Barnes & Noble digital division plummeting due to poor Nook sales

Nook HD

Covered by the New York Times earlier today, Barnes & Noble announced a 60 percent drop in revenue year-over-year within the digital content division of the company. This section of the company includes all current Nook hardware as well as digital sales on the e-book market. In addition, executives within the company mentioned that Barnes & Noble’s portion of the e-book market has fallen to 20 percent.  Barnes & Noble originally snagged 25 percent of the market when the first Nook e-reader was released during 2009, but that figure has continued to drop over the past few years due to competition from Amazon.

According to the press release, Barnes & Noble executives attribute the loss of digital sales to the lack of new hardware during 2013. Referencing the difference, CEO Michael P. Huseby said “Sales in the NOOK segment declined year-over-year largely because during the previous holiday season the company introduced two new tablet products, while no new tablets were introduced this year.” According to Huseby, the company is looking into new partnerships with device manufacturers that could lead to new developments in the Nook line of devices. 
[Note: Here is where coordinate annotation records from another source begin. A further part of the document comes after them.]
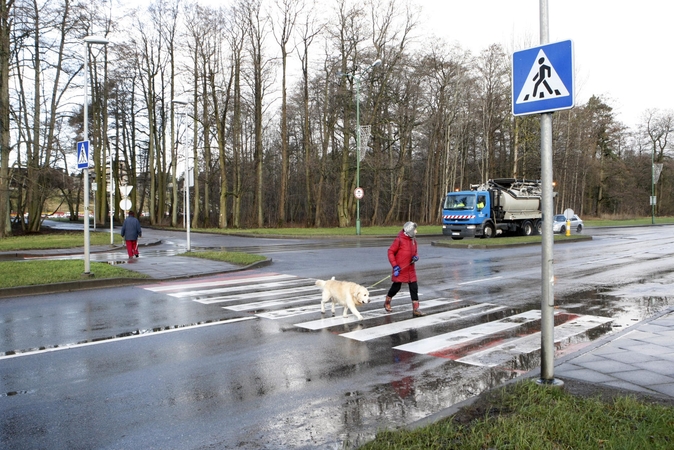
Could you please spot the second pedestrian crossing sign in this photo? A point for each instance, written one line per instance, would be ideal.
(83, 155)
(543, 79)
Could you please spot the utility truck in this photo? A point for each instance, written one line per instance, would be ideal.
(503, 205)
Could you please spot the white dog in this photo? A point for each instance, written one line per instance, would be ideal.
(347, 294)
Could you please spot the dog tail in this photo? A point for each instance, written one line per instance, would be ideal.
(321, 283)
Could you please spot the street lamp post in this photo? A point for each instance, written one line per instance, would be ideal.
(653, 186)
(112, 192)
(357, 79)
(88, 40)
(187, 182)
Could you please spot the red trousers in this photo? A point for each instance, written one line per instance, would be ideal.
(132, 248)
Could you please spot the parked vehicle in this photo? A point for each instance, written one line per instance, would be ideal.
(559, 224)
(498, 206)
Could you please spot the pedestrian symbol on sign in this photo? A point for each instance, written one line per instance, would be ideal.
(542, 83)
(83, 155)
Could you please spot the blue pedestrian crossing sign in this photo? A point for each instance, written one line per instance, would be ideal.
(83, 155)
(543, 79)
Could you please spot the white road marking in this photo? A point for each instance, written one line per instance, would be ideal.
(124, 338)
(508, 351)
(421, 322)
(481, 280)
(458, 337)
(179, 286)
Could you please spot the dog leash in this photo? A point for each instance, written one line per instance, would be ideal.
(388, 276)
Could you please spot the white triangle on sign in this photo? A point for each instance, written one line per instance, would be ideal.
(82, 155)
(542, 83)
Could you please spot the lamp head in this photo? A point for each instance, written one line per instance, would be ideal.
(96, 40)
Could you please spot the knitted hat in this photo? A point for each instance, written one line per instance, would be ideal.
(409, 228)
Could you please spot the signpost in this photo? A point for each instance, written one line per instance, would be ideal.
(125, 203)
(543, 83)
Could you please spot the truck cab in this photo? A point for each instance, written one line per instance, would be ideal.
(465, 214)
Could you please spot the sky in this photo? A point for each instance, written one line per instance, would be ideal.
(622, 50)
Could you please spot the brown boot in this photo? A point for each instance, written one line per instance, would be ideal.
(387, 304)
(415, 309)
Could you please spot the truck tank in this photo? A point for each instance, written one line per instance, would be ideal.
(515, 199)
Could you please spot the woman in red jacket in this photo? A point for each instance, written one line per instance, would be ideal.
(402, 254)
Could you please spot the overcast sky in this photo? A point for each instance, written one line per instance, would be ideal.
(623, 50)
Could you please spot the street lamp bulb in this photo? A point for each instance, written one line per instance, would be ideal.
(96, 40)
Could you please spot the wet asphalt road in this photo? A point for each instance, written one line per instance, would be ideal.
(165, 366)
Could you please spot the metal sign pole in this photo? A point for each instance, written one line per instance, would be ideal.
(547, 274)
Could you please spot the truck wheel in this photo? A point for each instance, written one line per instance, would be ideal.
(488, 231)
(527, 228)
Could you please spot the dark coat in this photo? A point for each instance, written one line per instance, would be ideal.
(131, 230)
(400, 253)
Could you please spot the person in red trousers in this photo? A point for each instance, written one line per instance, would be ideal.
(402, 254)
(131, 231)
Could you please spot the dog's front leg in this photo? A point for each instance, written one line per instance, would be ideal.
(354, 311)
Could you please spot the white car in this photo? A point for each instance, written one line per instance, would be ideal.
(559, 224)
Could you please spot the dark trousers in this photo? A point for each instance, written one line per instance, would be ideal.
(132, 248)
(413, 286)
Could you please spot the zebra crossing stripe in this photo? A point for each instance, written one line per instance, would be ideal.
(291, 300)
(420, 322)
(507, 352)
(220, 282)
(340, 320)
(245, 286)
(459, 337)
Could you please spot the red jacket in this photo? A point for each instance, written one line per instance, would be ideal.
(400, 253)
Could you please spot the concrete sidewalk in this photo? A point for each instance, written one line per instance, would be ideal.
(639, 359)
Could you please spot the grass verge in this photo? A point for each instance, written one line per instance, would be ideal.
(28, 273)
(60, 240)
(243, 259)
(318, 232)
(526, 415)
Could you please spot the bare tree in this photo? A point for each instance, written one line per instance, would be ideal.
(6, 24)
(288, 10)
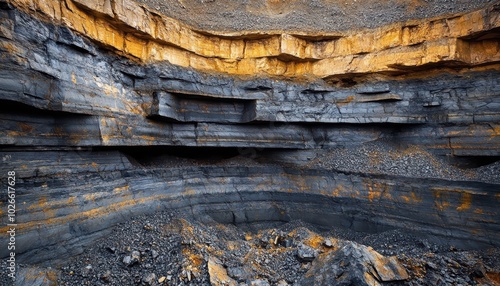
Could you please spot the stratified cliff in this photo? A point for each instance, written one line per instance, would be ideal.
(99, 99)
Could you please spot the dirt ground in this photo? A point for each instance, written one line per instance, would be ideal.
(306, 15)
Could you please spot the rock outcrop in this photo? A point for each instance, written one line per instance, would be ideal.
(93, 92)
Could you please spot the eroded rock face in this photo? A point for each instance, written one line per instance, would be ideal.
(82, 82)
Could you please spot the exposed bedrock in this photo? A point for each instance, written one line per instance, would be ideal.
(66, 199)
(91, 98)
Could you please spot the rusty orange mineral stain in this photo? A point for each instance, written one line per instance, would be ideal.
(465, 202)
(412, 198)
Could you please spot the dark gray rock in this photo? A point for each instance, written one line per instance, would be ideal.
(353, 264)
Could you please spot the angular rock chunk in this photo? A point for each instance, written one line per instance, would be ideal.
(354, 264)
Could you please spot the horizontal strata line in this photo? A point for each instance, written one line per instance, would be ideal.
(134, 31)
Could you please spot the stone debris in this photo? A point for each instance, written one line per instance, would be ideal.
(218, 274)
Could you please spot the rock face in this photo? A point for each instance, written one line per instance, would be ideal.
(94, 93)
(353, 264)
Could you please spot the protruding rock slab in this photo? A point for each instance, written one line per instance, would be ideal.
(354, 264)
(218, 274)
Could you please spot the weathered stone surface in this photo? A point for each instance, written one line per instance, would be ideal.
(72, 197)
(84, 81)
(128, 27)
(354, 264)
(218, 274)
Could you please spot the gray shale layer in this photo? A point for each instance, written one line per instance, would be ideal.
(82, 155)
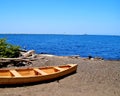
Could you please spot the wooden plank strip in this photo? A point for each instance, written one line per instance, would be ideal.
(40, 71)
(15, 73)
(58, 68)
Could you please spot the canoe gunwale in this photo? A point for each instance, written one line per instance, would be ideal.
(42, 77)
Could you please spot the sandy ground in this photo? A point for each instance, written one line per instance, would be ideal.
(93, 78)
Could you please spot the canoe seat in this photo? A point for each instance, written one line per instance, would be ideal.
(15, 73)
(58, 68)
(40, 71)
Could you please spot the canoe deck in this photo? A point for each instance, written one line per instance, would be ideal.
(28, 75)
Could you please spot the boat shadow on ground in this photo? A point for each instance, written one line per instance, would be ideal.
(37, 83)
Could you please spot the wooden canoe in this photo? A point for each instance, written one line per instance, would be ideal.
(30, 75)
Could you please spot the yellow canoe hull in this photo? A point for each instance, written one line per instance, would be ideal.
(31, 75)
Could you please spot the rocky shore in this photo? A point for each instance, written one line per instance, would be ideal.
(94, 77)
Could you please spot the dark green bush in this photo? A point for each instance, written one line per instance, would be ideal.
(8, 50)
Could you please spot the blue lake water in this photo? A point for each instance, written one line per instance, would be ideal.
(107, 47)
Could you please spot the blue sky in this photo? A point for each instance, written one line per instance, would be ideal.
(101, 17)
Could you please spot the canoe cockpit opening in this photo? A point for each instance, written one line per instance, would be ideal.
(49, 70)
(5, 73)
(33, 71)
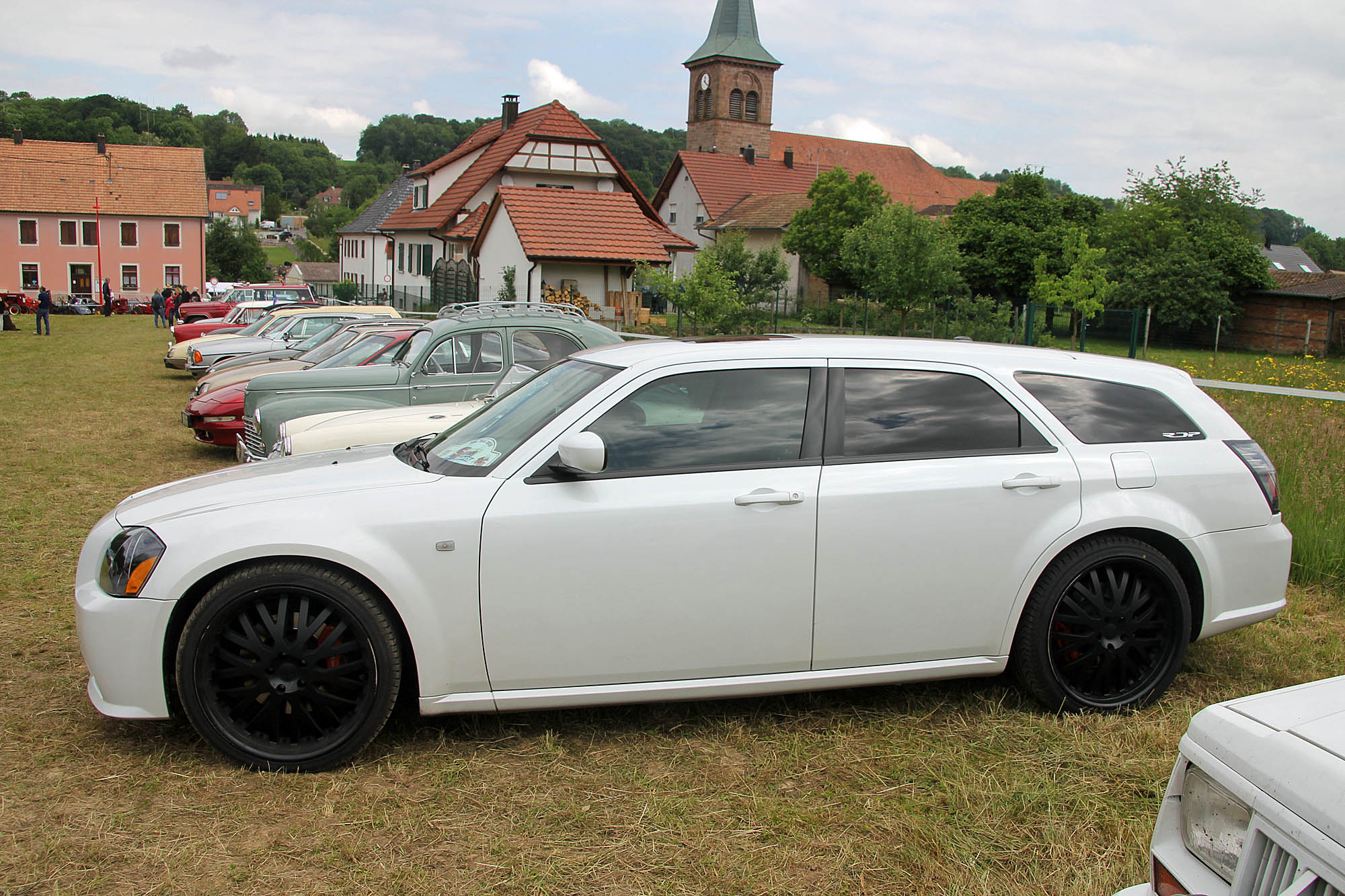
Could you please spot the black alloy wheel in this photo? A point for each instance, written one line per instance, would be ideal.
(289, 666)
(1106, 627)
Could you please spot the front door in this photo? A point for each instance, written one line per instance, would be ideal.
(688, 557)
(81, 280)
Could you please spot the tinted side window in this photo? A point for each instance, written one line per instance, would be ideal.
(927, 412)
(1100, 412)
(714, 419)
(540, 349)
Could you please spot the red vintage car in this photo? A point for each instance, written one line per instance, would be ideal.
(217, 416)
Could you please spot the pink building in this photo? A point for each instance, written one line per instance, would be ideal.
(75, 213)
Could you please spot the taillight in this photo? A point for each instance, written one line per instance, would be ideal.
(1262, 469)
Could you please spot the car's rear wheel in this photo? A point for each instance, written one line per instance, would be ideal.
(289, 666)
(1106, 627)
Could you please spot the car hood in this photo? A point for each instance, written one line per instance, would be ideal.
(245, 373)
(283, 479)
(329, 378)
(1291, 743)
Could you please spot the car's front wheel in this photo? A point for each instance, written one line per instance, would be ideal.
(1105, 628)
(289, 666)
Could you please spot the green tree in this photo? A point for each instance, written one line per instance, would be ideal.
(233, 253)
(902, 260)
(818, 232)
(1003, 235)
(705, 295)
(1083, 288)
(1183, 244)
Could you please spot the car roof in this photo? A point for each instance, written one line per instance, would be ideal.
(1000, 360)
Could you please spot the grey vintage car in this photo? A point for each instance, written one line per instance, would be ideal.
(454, 358)
(289, 331)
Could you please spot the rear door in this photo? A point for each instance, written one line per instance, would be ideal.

barnes & noble via stevenferrari.com

It’s likely that Barnes & Noble is having a difficult time competing with Amazon’s significantly discounted prices as well as programs like the Kindle Lending Library that allow Amazon Prime users to check out one book each month for free rather than paying for it. Interestingly, sales at brick-and-mortar stores only declined by approximately 6.6 percent year-over-year. In addition to hard cover and paperback books, this figure includes sales of games, toys, educational items and other popular gifts.

Book publishers are heavily dependent on Barnes & Noble to showcase new releases, specifically because the company is the largest remaining bookstore chain in the United States. The second largest brick-and-mortar bookstore chain, Borders, closed during 2011 due to lack of sales. Not surprisingly, Barnes & Noble acquired Borders’ trademarks and the old Borders site now redirects to BarnesandNoble.com.